In his response, he quoted an old saying:
"If you come to a fork in the road...take it"
For some time now - I have thought about this saying.
What at first I considered was just a clever reply, has become increasingly insightful and such a valuable piece of advise as time has gone by.
In many ways, we are uncomfortable about making choices because of the way the schooling system and the traditional style of business management has disempowered and discouraged us from making choices for ourselves.
What I have come to realise is that the agency we all have of having the ability to made a choice, is actually the most powerful idea.
When you personally make a choice you take responsibility for your own future.
You empower and enable yourself. No matter what that choice may be, the very action of accepting the responsibility 'to choose for yourself' is what's important.
If you tell somebody what to do - you take away their ability to decide for themselves; in my experience, that generally results in a poor, unsustainable outcome from the intervention.
But offer somebody permission to make a choice and you're more likely to cement the change that is necessary in their being.
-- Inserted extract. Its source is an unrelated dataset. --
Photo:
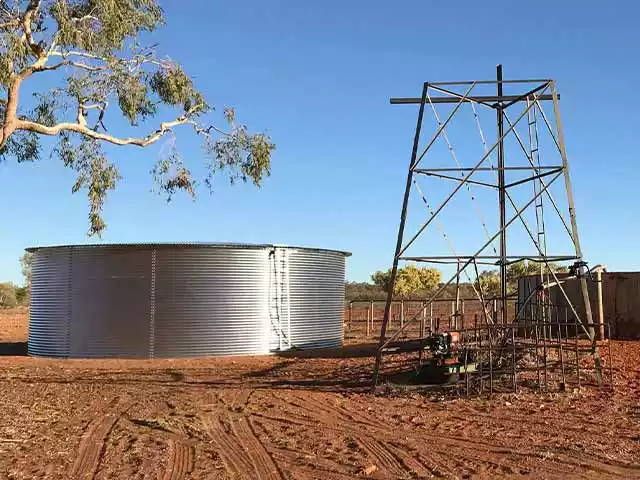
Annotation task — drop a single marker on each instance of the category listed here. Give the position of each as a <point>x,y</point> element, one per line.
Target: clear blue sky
<point>317,76</point>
They adopt that decision for themselves and it is owned by them.
As a futurist, my job is to offer the executives that I work with various, well-considered choices as to how the future may unfold, but the best way to unlock the best future for the organisations that they lead is to give the responsibility of the right choice to them.
After carefully weighing up the alternatives - they decide.
Which is also why facilitating informed choice-making is also such a powerful change management technique as well, and why traditional 'top-down' techniques of management are such hard work.
If somebody makes the choice for themselves, they are far more likely to take personal responsibility for the eventual success of their actions.